Story vs. Stenography – Generation Justice

“Be vigilant and courageous about holding those with power accountable. Give voice to the voiceless.” These are words to live by.

They are also taken from the Society of Professional Journalists’ Code of Ethics. This code guides many working journalists in determining when, what and how to report.

It is my favorite clause. It is why I chose to do what I do.

GJ Fellow Kateri Zuni chats with professor and media critic Jeff Cohen.

I recently met Jeff Cohen, founder of FAIR and the Park Center for Independent Media. Jeff has dedicated his career to ensuring media, of all sizes, upholds the ethics of journalism. He’s also called out those who do not. To be more accurate, the latter has been the bulk of Jeff’s work.

This is because the commercial juggernaut of corporate media has grown to dangerous proportions. In doing so, it has all but abandoned this honorable code. And as the media giants grow, they will continue to exploit and pervert the human experience for sake of financial growth. The result is: the people, the voiceless, fall further away from each other and the democracy which we are owed.

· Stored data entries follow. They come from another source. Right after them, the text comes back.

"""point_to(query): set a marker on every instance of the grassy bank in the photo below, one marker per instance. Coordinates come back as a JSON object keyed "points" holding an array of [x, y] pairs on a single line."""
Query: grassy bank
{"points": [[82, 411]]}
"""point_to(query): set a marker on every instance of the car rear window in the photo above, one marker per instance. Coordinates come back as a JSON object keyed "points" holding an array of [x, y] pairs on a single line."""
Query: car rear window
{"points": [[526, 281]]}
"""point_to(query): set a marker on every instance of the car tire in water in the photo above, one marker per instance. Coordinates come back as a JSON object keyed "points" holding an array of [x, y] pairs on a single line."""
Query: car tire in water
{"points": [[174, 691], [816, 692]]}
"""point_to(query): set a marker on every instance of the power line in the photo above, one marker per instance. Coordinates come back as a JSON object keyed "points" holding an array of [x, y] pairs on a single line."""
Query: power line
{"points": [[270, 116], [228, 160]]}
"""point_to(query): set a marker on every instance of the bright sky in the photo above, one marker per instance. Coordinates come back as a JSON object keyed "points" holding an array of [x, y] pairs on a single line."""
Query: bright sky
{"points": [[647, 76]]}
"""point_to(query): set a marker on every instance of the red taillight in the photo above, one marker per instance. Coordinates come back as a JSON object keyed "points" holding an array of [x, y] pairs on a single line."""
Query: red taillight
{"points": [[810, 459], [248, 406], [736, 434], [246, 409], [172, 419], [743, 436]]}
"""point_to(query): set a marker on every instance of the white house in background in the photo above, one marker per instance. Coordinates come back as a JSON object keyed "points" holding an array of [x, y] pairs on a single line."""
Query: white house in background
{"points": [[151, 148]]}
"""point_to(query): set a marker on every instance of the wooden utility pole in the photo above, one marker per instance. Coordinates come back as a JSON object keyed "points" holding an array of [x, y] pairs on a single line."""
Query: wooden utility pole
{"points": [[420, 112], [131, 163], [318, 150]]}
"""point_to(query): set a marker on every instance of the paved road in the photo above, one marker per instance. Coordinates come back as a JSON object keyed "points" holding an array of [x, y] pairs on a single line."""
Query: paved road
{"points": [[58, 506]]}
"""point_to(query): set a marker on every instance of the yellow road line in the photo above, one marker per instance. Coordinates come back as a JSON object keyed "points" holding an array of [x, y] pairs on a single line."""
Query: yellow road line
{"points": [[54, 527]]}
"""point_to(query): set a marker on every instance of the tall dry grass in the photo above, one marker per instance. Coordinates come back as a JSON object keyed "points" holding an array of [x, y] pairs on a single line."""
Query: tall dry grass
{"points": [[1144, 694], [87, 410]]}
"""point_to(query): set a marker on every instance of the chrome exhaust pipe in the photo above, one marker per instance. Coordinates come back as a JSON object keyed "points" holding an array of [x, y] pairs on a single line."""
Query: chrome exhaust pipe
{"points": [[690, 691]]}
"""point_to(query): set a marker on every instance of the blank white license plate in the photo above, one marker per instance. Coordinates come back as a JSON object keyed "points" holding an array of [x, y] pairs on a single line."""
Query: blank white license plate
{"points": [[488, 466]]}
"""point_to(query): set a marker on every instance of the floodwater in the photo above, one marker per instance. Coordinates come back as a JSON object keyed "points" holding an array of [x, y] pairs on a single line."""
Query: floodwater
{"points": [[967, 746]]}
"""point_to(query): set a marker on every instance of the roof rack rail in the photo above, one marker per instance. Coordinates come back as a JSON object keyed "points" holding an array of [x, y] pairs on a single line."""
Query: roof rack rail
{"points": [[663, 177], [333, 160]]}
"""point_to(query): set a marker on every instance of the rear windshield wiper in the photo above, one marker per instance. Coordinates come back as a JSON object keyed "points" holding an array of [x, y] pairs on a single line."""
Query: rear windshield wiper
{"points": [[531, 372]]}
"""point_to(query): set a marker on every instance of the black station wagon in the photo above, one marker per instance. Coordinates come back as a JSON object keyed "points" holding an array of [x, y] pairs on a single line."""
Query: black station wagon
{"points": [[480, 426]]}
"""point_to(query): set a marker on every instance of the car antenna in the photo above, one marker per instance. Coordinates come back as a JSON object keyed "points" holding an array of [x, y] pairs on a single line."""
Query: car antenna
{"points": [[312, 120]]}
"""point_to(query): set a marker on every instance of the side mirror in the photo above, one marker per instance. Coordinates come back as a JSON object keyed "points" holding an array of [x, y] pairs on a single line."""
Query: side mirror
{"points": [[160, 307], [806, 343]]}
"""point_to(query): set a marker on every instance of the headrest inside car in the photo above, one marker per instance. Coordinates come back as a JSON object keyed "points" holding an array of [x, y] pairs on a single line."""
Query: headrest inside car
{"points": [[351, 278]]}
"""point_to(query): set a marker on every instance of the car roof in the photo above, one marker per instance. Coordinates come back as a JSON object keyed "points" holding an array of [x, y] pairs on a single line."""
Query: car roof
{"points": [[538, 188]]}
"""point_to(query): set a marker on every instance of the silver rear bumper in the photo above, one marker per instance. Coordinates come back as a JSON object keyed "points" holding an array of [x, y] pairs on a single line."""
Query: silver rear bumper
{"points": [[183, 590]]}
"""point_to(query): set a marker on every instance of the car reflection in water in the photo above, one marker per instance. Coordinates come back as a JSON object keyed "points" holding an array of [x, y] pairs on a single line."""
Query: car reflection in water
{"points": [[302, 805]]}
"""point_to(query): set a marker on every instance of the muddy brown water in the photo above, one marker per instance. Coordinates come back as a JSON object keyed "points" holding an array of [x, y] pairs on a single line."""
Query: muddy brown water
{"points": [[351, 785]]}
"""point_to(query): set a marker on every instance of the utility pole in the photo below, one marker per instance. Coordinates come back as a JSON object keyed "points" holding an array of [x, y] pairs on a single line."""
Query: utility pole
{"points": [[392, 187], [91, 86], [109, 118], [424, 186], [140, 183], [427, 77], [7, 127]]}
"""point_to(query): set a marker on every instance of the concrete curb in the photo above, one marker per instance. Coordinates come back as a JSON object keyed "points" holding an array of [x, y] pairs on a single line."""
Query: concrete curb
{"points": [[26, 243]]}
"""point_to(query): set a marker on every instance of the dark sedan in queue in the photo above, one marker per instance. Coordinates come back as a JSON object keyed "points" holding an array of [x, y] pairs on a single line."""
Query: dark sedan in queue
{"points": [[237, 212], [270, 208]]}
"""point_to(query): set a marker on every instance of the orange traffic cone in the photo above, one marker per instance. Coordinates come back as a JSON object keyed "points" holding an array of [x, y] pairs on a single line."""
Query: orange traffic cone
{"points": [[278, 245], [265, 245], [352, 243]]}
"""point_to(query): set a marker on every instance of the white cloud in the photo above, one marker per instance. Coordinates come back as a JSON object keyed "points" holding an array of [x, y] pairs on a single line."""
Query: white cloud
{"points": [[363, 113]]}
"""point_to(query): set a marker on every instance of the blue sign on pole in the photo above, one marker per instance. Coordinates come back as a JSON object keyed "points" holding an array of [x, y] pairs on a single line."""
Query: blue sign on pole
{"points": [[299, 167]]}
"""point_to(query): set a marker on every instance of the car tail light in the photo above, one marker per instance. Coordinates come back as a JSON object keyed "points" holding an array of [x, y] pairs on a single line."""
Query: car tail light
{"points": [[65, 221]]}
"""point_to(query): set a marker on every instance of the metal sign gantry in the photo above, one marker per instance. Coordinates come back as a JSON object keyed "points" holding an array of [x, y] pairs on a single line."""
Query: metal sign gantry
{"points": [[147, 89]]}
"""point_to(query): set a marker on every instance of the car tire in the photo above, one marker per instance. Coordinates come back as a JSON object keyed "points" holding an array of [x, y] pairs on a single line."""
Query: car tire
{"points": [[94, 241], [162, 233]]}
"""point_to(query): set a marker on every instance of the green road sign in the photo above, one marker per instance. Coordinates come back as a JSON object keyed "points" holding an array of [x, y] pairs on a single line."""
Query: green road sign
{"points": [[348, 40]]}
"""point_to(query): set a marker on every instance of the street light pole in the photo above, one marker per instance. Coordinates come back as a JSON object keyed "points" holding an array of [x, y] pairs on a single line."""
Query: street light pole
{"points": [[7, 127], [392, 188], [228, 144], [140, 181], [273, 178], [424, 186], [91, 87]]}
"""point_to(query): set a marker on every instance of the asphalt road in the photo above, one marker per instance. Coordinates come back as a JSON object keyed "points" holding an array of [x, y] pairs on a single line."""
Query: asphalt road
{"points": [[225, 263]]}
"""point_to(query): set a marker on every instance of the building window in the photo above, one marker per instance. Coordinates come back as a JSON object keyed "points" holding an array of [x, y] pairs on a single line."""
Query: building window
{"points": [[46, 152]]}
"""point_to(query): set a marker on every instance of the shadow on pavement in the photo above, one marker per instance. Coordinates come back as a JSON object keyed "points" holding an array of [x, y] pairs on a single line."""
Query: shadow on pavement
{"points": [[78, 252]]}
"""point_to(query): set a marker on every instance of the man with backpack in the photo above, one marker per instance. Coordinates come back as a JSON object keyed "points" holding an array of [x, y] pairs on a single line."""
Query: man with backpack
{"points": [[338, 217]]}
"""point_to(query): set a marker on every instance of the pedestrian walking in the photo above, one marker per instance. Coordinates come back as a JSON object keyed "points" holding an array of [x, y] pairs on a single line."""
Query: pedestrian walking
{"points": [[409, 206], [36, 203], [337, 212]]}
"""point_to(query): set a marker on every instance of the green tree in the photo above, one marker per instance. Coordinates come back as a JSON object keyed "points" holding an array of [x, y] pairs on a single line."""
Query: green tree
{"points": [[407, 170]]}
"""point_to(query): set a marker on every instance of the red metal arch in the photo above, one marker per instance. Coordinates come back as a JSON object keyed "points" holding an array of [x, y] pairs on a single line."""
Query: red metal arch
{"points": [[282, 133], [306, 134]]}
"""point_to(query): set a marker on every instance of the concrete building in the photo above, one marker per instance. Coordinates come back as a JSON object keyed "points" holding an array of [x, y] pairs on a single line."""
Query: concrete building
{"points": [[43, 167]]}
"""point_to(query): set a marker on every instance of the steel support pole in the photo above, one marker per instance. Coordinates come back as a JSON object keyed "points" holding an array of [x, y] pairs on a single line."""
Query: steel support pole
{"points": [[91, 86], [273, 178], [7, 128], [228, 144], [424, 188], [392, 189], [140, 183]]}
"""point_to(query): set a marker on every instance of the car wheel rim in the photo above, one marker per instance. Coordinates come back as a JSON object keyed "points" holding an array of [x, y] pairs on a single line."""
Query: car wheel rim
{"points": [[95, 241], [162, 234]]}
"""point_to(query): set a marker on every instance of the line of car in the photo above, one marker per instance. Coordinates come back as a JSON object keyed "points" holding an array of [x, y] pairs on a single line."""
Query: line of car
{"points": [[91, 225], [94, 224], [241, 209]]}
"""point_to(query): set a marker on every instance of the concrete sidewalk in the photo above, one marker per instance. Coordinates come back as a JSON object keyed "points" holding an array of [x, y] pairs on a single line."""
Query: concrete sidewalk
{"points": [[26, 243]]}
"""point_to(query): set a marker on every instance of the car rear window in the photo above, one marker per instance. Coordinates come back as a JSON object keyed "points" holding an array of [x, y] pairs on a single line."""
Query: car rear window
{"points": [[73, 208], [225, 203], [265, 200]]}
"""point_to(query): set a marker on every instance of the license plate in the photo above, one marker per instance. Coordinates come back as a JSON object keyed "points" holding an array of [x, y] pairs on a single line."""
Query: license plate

The answer to this, as Jeff explained, is independent media. Though, while independent media strives to meet the same ethical ends, it is often met with condescension and derision.

If an outlet should utter a word of solidarity with it’s community members or bring to light the voices of organizers, it is doing “activist journalism.”

Because of this, stories are mistrusted or dismissed when they don’t follow the back and forth pattern of sources and quotes. The narratives of mainstream news media are stunted by the practice of creating balance to the point of distortion. And maintaining this balance where it is not due, damages the vulnerable and perpetuates the false superiority of the powerful.

When I asked Jeff about this style he said, “That’s not journalism, that’s stenography.”

Well, I have not spent the last three years in college because I want to be a stenographer. I have spent that time, and money, because I want to be the best storyteller I can. I have spent that time because I want to do right by the people who are my community and I want to give voice to the voiceless. That does not mean taking their voice and replacing it with mine.

I might follow the rules in the book, earn a degree and find a job reporting; all the while never having given a damn about a single story. Is that how we judge good journalism?

In the last six weeks, I have cried with the people in our stories. I have been angry with them. I have listened to their voices and felt their loss, their pain and their hope. They shared everything with us, I owe them a chance to be heard.

Bringing their stories to the hearts and ears of the community is the most fulfilling

thing I have ever done. But, I know at some point I will have to write from the book, not from the heart. My hope is that it won’t be in vain and I can find the lesson. I hope I will find my own voice too. Because if I am to work under these structures in the future, I am already voiceless.